Method library › Student Learning

Unassisted Evidence Checkpoint

strong evidence · Student Learning

After scaffolded practice, run an unassisted check — a problem with no AI help. Separates what the learner can do with support from what they can do independently. Critical for preventing phantom attainment.

What it does

After scaffolded practice, schedules and administers an unassisted check — a problem or question the learner must attempt with absolutely no AI help, hints, or scaffolding. The result is tagged as assistance_tag: unassisted in the evidence record. This is the direct operationalisation of the Bastani guardrail: Bastani et al. (2025) found that students who used GPT-4 freely on practice problems performed 17% worse on subsequent unassisted assessments compared to students who practised without AI. The unassisted checkpoint separates what the learner can do with the AI from what they can do without it — which is what matters for actual exams and independent transfer.

The evidence behind it

Bastani et al. (2025), published in the Proceedings of the National Academy of Sciences, ran a controlled study with high school students learning algebra. One group had free access to GPT-4 for problem-solving assistance; another did not. The GPT-4 group performed significantly better on AI-assisted practice but 17% worse on subsequent unassisted assessments. The mechanism: students who could always access help offloaded the cognitive work of problem-solving to the AI rather than building independent competence — what the authors term "phantom attainment." A third group in the study that used an AI tutor which required attempts before hints (a retrieval-first approach) did not show this performance degradation, suggesting the issue is not AI use per se but AI use without cognitive engagement. Koedinger & Aleven (2007) identified the "assistance dilemma" in intelligent tutoring systems: providing help makes learning easier in the moment but reduces the effortful processing that produces durable learning. Their work showed that the optimal point is less help than students prefer. Roediger & Karpicke (2006) and Bjork et al. (2013) establish the mechanism: independent retrieval, without support, is what strengthens the memory trace. Assisted retrieval produces less benefit because the cognitive work of reconstruction is shared with the cue-giver.

Sources

Bastani et al. (2025) — Generative AI can harm learning (PNAS) — unguarded GPT-4 reduced unassisted performance by 17%
Koedinger & Aleven (2007) — Exploring the assistance dilemma in experiments with cognitive tutors
Kapur & Rummel (2012) — Productive failure and the nature of prior knowledge for learning
Roediger & Karpicke (2006) — Testing effect and independent retrieval
Bjork et al. (2013) — Self-regulated learning: beliefs, techniques, and illusions

How to use it in your lesson

For the best results with EvidenceLesson, give it:

topic_or_skill — The topic or skill that was just practised with scaffolding
scaffolded_session_summary — Brief description of what was covered in the scaffolded session
prior_unassisted_results (optional) — Results from previous unassisted checkpoints on the same topic
developmental_band (optional) — Learner age or stage for calibrating difficulty

Known limitations

The unassisted checkpoint cannot be cryptographically enforced. The skill relies on the learner's honest participation — it cannot verify they haven't consulted another AI, their notes, or a textbook. It is designed for self-determined learners who want to know their genuine independent capability, not as an assessment instrument.
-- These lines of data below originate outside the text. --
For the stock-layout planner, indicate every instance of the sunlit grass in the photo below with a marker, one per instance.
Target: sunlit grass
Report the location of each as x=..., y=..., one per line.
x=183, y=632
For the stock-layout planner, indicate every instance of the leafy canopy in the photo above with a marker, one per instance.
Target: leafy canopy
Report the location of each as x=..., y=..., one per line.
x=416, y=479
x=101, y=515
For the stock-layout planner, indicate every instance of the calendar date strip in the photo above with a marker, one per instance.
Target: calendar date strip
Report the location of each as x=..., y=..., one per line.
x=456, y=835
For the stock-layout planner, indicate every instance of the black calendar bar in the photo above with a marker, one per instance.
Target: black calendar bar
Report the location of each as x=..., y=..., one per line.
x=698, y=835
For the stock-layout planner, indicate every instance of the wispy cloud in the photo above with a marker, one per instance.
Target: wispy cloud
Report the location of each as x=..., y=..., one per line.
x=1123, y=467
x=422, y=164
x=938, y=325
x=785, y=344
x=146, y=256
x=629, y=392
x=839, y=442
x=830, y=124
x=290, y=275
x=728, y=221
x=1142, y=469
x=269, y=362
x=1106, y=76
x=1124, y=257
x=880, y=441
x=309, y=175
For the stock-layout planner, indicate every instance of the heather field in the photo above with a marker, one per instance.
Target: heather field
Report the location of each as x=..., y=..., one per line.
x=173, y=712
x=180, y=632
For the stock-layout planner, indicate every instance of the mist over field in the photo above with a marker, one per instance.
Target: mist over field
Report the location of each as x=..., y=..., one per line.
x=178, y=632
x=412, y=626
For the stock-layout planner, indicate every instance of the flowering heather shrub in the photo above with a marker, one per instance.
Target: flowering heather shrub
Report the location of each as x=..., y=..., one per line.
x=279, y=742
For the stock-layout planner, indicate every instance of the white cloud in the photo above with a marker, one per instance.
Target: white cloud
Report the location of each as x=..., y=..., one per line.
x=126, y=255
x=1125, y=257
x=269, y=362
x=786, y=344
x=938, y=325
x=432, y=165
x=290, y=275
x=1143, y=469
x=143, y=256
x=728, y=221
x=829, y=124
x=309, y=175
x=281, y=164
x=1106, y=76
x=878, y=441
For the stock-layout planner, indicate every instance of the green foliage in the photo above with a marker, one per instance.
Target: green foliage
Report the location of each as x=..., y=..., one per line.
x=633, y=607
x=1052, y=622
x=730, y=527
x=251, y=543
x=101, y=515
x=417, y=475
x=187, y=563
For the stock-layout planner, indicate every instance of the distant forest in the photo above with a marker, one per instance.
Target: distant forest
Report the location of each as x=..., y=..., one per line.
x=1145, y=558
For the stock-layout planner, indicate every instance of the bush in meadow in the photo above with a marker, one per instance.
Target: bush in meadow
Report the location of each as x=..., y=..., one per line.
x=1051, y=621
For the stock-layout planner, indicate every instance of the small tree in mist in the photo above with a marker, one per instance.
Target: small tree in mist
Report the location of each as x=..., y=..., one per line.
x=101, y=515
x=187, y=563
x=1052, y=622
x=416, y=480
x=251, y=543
Problem calibration matters significantly. If the unassisted problem is too different in surface form from the scaffolded practice, the gap between assisted and unassisted performance may reflect novelty rather than dependence on scaffolding. The skill instructs the AI to use a slightly different surface form, but calibrating "slightly different" correctly requires good judgment.

A single checkpoint is insufficient to characterise a learner's independent capability. One unassisted problem is a data point, not a reliable measure. The pattern across multiple sessions — consistent gaps, improving independence — is more informative than any single checkpoint result.

The firm no-help rule can distress anxious learners. The redirect scripts are designed to be warm while holding the line, but for highly anxious students, a boundary that can't be negotiated may feel punishing. Context matters — a student who is already distressed may need the rule explained more carefully, or the checkpoint deferred to a calmer moment.